Still, city officials noted progress in reducing homelessness since last year’s count. The total number of homeless people declined from 6,380 to 5,111, the agency said, as the number of homeless families fell from 768 to 405. The number of unsheltered veterans fell from 309 to 187.

Department of Human Services Director Laura Zeilinger said the agency viewed the data in a “self-critical way” and would try to translate the success it has seen in fighting family homelessness into helping homeless individuals. She also said “small changes in the way we count and improvements year over year” might have resulted in more homeless people being included in the count than in previous years.

“We have invested in housing for every single family in our system,” she said. “For single adults, it has not been at that scale.”

The pandemic helped D.C. slash family homelessness. But a new crisis looms.

Zeilinger said a proliferation of tents on a city street can make homelessness “feel much closer to residents.” Encampments at underpasses near Union Station and blocks from the Federal Reserve are two places where those without homes have congregated.

“Unsheltered homelessness is very visible,” Zeilinger said. “It feels like an increase with people outside in tents. . . . We are continuing to do relentless outreach.”

The uptick in individual homelessness comes as Mayor Muriel E. Bowser (D) has battled the problem on many fronts in the past year. An eviction moratorium has kept some people from losing their homes as the city has offered hotel rooms to those who need to quarantine. The city also replaced the dilapidated D.C. General shelter with smaller facilities throughout the city.

On Thursday, Bowser announced the results of the point-in-time count at a news conference at the Brooks, a short-term family housing facility in Ward 3 off Wisconsin Avenue. She said that more than $300 million in federal rent relief meant that an eventual end to the eviction moratorium need not lead to an increase in homelessness.

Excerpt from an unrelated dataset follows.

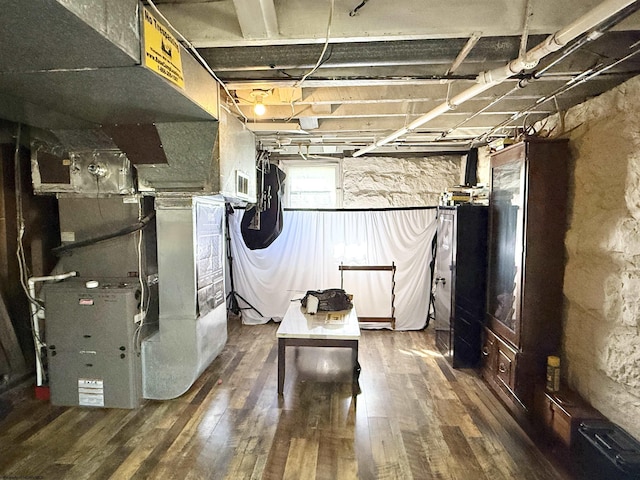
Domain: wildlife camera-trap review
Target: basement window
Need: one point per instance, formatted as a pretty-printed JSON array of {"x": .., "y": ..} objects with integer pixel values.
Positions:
[{"x": 312, "y": 186}]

“We talk about an impending eviction cliff,” she said. “It does not have to be that way.”

Some advocates were critical of the reliability of this year’s count.

Aaron Howe, an American University anthropology doctoral candidate who has studied encampments near Union Station and elsewhere, said unsheltered residents are “chronically undercounted.”

Since the beginning of the pandemic, encampments that are home to more than 20 people have popped up around the city, while the size of an encampment in the Foggy Bottom neighborhood has “at least tripled,” Howe said.

“It seems bad that they are talking about homelessness decreasing in Washington,” Howe said. “Things are getting bad out there, and it’s only the beginning.”

Other advocates saw reasons for optimism.

Joseph Mettimano, president and chief executive of Central Union Mission, a nonprofit agency that runs a homeless shelter near Union Station, said it was a “credit to D.C. government” that family homelessness had declined.

Deaths among D.C.’s homeless jumped this year, including 23 who died of the coronavirus

Mettimano said Central Union has beds to spare, noting that he has seen fewer unhoused people on city streets while doing outreach — possibly because they have moved away from downtown as activity stalled during the pandemic, he said.

“As long as there is one person out there who is homeless, we need to work on that,” he said.

Many jurisdictions across the country have yet to release their point-in-time count data for the year. Some cities, including New York and San Francisco, canceled their counts because of pandemic-related concerns.

At Thursday’s news conference in the District, 29-year-old Brittany Smith, a former resident of the Brooks, said the facility had helped bring stability to her and her three children as she awaits the arrival of a fourth.

“I’ve experienced turmoil and pain,” she said. “This place helped open up opportunities for me — to make better opportunities for me and my children.”